Accessorial Liability under the Fair Work Act

Being kept in the dark about the true facts can be an advantage.

In the recent decision of Fair Work Ombudsman v Hu [2019] FCAFC 133 – the Full Court of the Federal Court dealt with whether parties were “knowingly involved” in contraventions of the Fair Work Act, and thereby personally liable for the contravention.

The contraventions involved an underpayment of casual workers engaged to pick mushrooms on a mushroom farm by a company who supplied workers to the farm under contract.

The payments actually made to the workers were not at the level required under the applicable award for casual workers.

Fair Work Act: Ombudsman seeks to prosecute farm owner

The Fair Work Ombudsman sought to prosecute a claim that the company farm owner and its director was knowingly involved in the contravention by the labour hire company.

Section 550 of the Fair Work Act provides in relevant part as follows:

“Involvement in contravention treated in same way as actual contravention

(1)        A person who is involved in a contravention of a civil remedy provision is taken to have contravened that provision.

(2)       A person is involved in a contravention of a civil remedy provision if, and only if, the person:

(a)       has aided, abetted, counselled or procured the contravention; or

(b)     has induced the contravention, whether by threats or promises or otherwise; or

(c)     has been in any way, by act or omission, directly or indirectly, knowingly concerned in or party to the contravention; or

(d)     has conspired with others to effect the contravention.”

The FCA cited with approval the summary by White J in Fair Work Ombudsman v Devine Marine Group Pty Ltd [2014] FCA 1365 when he said:

“In order to aid, abet, counsel or procure the relevant contravention, the person must intentionally participate in the contravention with the requisite intention: Yorke v Lucas (1984) 158 CLR 661.

In order to have the requisite intention, the person must have knowledge of “the essential matters” which go to make up the events, whether or not the person knows that those matters amount to a crime: Yorke v Lucas.

Although it is necessary for the person to be an intentional participant and to have knowledge of the matters or things constituting the contravention, it is not necessary for the person to know those matters or things do constitute a contravention: Rural Press Ltd v Australian Competition and Consumer Commission [2002] FCAFC 213;

That is to say, it is not necessary that the accessory should appreciate that the conduct in question is unlawful…

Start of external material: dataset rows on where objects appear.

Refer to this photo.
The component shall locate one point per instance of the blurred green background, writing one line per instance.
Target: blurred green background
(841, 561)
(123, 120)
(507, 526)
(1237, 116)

Actual, rather than imputed, knowledge is required. Giorgianni v The Queen (1985) 156 CLR 473

The notion of being “knowingly concerned” in a contravention has a different emphasis from that of aiding, abetting, counselling or procuring” a contravention. To be knowingly concerned in a contravention, the person must have engaged in some act or conduct which “implicates or involves him or her” in the contravention so that there be a “practical connection between” the person and the contravention: Construction, Forestry, Mining and Energy Union v Clarke [2007] FCAFC 87;  Qantas Airways Ltd v Transport Workers’ Union of Australia [2011] FCA 470; (2011)”

 

Ombudsman fails to prove case against farmer owner

In reviewing the evidence of meetings between the labour hire parties and the mushroom farm owners and its director, the FCA accepted that the Fair Work Ombudsman had failed to prove to the requisite onus that the farm owners and its director was aware of the casual employment status of the workers and therefore of the rates of pay made in contravention of the award, and refused to draw an inference of such knowledge from the meetings held.